[Schaffhauser Nachrichten] Ständerat versenkt Beitritt zu EU-Förderprogramm

Im Frühling hatte der Nationalrat eine Motion der Schaffhauser SP-Nationalrätin Martina Munz, mit der sie freiwilliges Engagement fördern wollte, knapp angenommen. Nun hat der Ständerat diese aber klar abgelehnt.

Rico Steinemann

«Es wäre wichtig, der Jugend keine Steine für einen Austausch im Ausland in die Wege zu legen.» Martina Munz SP-Nationalrätin

BERN/SCHAFFHAUSEN. Dass es für ihre Motion schwierig werden würde, hatte Martina Munz bereits gewusst. Denn die zuständige Kommission für Wissenschaft, Bildung und Kultur des Ständerates hatte an ihrer Sitzung Ende Oktober die Motion der Schaffhauser SP-Nationalrätin deutlich mit 9 zu 3 Stimmen zur Ablehnung beantragt.

Munz’ Vorstoss will das freiwillige Engagement von Jugendlichen fördern. Der Bundesrat solle möglichst rasch Massnahmen treffen, um den Beitritt der Schweiz zum EU-Förderprogramm «European Solidarity Corps» (ESC) ab 2021 zu ermöglichen. Über das ESC können Jugendliche und junge Erwachsene einen freiwilligen Einsatz im Ausland organisieren. Der Nationalrat hatte die Motion im Mai dieses Jahres angenommen. Im Ständerat blieb sie gestern allerdings hängen. Eine deutliche Mehrheit von 26 zu 13 Stimmen folgte dem Antrag der Kommission, die Motion abzulehnen. Munz sagt in einer ersten Reaktion: «Ich habe dieses Resultat erwartet. Etwas enttäuscht bin ich trotzdem. Für die Jugendverbände wäre dieser Vorstoss wichtig gewesen. Ich habe gehofft, dass sie zusammen mit den Jugendorganisationen vielleicht noch etwas erreichen können.» Der Beitritt zum ESC sei ein Jugend- und Mobilitäts­anliegen. Die internationale Bildungsmobilität sei schon eingeschränkt, weil die Schweiz nicht mehr an Erasmus assoziiert sei. «Für den internationalen Austausch ist das ein Rückschritt», sagt Munz.

Beitritt wäre unverhältnismässig

Die ständerätliche Kommission, deren Präsident der Schaffhauser Ständerat Hannes German (SVP) ist, argumentierte unter anderem damit, dass ein Schweizer Beitritt zum ESC unverhältnismässig sei. «Von 2014 bis 2018 haben nur 134 Jugendliche die Unterstützung der Schweiz für Aktivitäten des ESC beansprucht. Gerade einmal 11 davon kamen aus der Schweiz», sagt Germann. Ob man bei derart geringen Zahlen einen Beitritt anstreben müsse, sei daher fraglich.

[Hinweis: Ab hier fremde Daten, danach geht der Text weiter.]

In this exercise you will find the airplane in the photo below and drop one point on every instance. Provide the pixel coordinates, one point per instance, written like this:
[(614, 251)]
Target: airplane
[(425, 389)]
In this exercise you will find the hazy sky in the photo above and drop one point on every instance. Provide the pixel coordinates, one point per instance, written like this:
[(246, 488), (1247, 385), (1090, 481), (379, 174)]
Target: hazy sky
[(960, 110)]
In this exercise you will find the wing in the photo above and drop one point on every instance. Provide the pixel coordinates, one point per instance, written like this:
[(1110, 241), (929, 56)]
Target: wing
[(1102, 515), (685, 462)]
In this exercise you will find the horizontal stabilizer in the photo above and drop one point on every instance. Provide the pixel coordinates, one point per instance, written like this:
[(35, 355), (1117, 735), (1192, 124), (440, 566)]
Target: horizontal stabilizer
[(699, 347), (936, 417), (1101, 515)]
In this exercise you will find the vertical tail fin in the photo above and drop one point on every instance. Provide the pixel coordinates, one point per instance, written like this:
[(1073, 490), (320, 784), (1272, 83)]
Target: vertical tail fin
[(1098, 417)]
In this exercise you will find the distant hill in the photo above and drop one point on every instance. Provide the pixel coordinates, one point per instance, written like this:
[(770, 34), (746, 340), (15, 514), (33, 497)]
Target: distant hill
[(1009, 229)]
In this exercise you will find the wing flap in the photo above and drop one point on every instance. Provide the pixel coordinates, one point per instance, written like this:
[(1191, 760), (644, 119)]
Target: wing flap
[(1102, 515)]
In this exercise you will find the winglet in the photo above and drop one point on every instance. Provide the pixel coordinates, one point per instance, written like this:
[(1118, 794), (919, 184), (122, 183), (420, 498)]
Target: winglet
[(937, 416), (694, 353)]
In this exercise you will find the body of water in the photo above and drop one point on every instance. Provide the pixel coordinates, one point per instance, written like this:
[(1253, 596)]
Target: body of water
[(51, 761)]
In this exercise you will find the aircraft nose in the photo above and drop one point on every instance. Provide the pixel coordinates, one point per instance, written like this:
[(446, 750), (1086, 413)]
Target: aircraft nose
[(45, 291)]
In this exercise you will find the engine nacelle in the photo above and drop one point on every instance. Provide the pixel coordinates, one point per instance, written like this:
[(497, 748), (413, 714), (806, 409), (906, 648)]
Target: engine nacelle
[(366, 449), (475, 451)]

Bis 2017 gehörte die Schweiz noch Erasmus an, da habe es noch mehr Möglichkeiten gegeben, sagt Munz. Heute, so fügt sie an, bestünden beim Eras­musprogramm hohe Hürden. «Es wäre wichtig, der Jugend keine Steine für einen Austausch im Ausland in die Wege zu legen. Der Bundesrat fördert diesen Austausch nur mit Worten.» Sobald es etwas koste, höre die Förderung aber auf, moniert Munz. Dass seitens der Jugendverbände ein starker Wunsch für den Beitritt zum ESC herrsche, zeige doch, was für ein grosses Anliegen dieser für sie sei. Der Ständerat anerkenne, dass die Förderung von freiwilligem Engagement etwas Wichtiges sei, sagt Germann dazu. Sie geniesse in der Schweiz einen hohen Stellenwert und werde auch unterstützt. «Aber dem ESC muss man deswegen nicht beitreten. Jugendförderung geschieht bereits über das Kinder- und Jugendförderungsgesetz (KJFG)», so Germann. Über das KJFG würden bereits Jugendaustauschorganisationen unterstützt. «Das scheint uns der richtige Weg.»

Germann betont, dass auch die momentan ungelöste Situation mit dem EU-Forschungsgprogramm «Horizon Europe» und dem Studienaustausch «Erasmus Plus» im Hintergrund eine Rolle spielen. «Diese Programme sind bedeutend wichtiger als das ESC.» Ob Munz in diesem Anliegen nochmals aktiv wird, kann sie derzeit noch nicht sagen. «Ich muss nochmals mit den Jugendverbänden Kontakt aufnehmen. Dann kann ich schauen, ob und was wir weiter machen können. Wir haben ein Problem mit der internationalen Mobilität in der Bildung für die Jugend. Schade, dass ihre Stimme nicht gehört wurde.»